To establish a prospective, longitudinal cohort of participants who can provide blood, tissue (including kidney histology), urine samples to establish a core biobank for kidney disease research. Results from this biobank will be matched to clinical outcomes to facilitate the discovery (and/or validation) of novel prognostic, predictive or diagnostic biomarkers important for kidney disease.

Study Overview

• Status: Enrolling by invitation
• Conditions: Kidney Disease

Detailed Description

Hypothesis:

Genetic ancestry influences the enrichment of certain polymorphisms, which may have important protective or adverse effects on important kidney related outcomes, including developing chronic kidney disease, progression to kidney failure, and/or poor long-term outcomes following kidney transplantation.

Aims:

To establish a prospective, longitudinal cohort of participants who can provide blood, tissue (including kidney histology), urine samples to establish a core biobank for kidney disease research.
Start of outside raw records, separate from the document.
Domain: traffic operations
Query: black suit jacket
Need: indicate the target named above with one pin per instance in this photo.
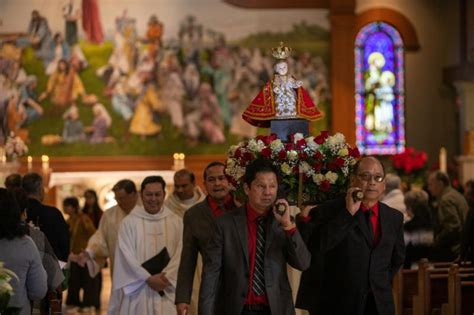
(226, 266)
(51, 222)
(199, 224)
(345, 263)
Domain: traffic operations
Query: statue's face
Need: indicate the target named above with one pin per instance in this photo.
(281, 68)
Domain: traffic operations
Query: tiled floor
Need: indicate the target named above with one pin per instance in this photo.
(106, 286)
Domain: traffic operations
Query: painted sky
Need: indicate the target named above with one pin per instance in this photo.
(233, 21)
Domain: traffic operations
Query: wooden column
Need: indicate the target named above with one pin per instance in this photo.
(343, 22)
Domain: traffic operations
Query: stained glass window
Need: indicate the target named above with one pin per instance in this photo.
(379, 82)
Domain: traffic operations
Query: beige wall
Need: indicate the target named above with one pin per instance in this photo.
(431, 115)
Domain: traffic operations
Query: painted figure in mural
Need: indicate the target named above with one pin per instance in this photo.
(121, 101)
(71, 14)
(173, 93)
(58, 49)
(16, 115)
(379, 95)
(64, 85)
(245, 85)
(281, 98)
(91, 21)
(153, 35)
(100, 125)
(220, 70)
(39, 35)
(29, 100)
(191, 80)
(148, 106)
(73, 130)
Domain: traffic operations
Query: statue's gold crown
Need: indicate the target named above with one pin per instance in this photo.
(281, 52)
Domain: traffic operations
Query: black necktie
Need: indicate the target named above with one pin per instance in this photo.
(258, 284)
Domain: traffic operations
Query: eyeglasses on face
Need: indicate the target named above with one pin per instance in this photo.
(367, 177)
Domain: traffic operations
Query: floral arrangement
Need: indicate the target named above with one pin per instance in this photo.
(410, 165)
(324, 162)
(15, 147)
(6, 290)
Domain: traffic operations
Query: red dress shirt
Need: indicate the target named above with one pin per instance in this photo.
(374, 219)
(252, 216)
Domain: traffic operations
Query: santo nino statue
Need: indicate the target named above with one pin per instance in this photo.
(283, 104)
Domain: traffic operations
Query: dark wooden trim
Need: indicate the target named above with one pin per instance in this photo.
(279, 4)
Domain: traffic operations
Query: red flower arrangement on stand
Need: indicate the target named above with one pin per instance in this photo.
(411, 165)
(324, 162)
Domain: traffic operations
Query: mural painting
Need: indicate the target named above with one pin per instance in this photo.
(147, 84)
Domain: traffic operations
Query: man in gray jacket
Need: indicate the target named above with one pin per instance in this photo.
(449, 216)
(199, 222)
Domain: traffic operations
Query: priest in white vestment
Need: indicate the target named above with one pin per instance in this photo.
(185, 194)
(142, 235)
(101, 245)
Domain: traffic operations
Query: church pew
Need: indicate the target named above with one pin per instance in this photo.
(432, 297)
(405, 286)
(460, 293)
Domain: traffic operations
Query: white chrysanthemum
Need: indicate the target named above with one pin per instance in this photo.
(252, 145)
(318, 178)
(297, 137)
(286, 169)
(230, 163)
(232, 149)
(305, 167)
(292, 155)
(276, 145)
(343, 152)
(311, 143)
(331, 177)
(340, 137)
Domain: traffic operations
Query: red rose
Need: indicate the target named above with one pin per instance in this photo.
(289, 146)
(303, 156)
(319, 139)
(247, 156)
(266, 152)
(260, 137)
(325, 186)
(339, 162)
(300, 144)
(332, 166)
(318, 166)
(238, 153)
(296, 169)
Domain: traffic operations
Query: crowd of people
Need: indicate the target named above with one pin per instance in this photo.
(192, 252)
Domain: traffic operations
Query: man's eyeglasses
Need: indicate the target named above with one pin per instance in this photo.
(366, 177)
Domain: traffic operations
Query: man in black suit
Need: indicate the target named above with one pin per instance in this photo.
(199, 222)
(49, 219)
(246, 259)
(357, 247)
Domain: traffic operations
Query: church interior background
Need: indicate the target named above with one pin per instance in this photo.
(388, 74)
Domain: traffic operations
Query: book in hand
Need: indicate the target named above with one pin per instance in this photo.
(157, 263)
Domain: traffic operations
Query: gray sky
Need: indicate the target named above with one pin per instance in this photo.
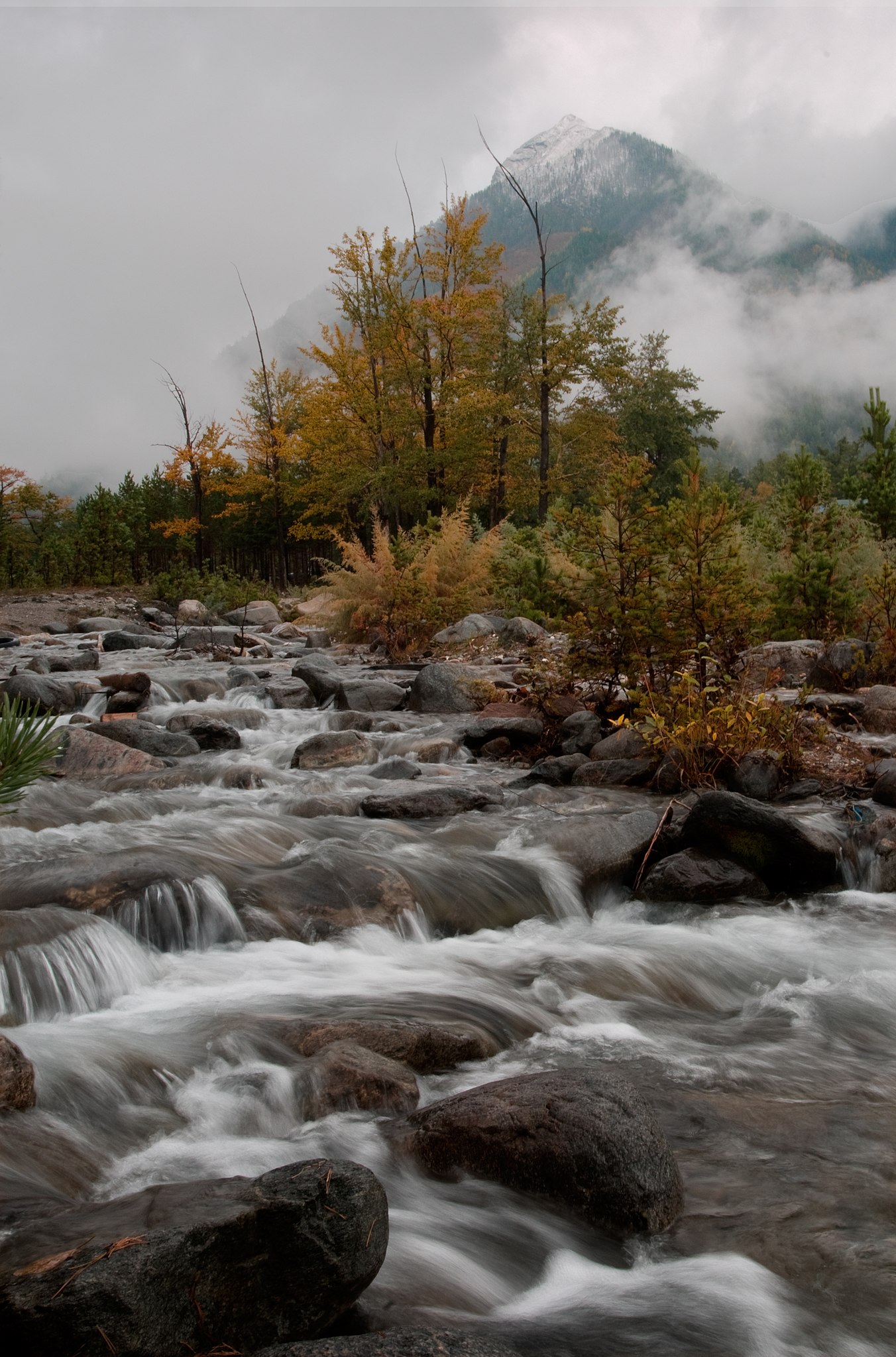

Results from this biobank will be matched to clinical outcomes to facilitate the discovery (and/or validation) of novel prognostic, predictive or diagnostic biomarkers important for kidney disease. Data from this cohort will be used to determine if genomic factors independently influence:

1. The susceptibility to developing acute kidney injury (AKI) and the severity of AKI.
2. The development of chronic kidney disease (CKD), and the complications of CKD
3. The progression to kidney failure (needing dialysis or transplant) and complications of kidney failure?
4. The risk of treatment failure (or resistance) to standard medical therapy for any of the above (1-4)?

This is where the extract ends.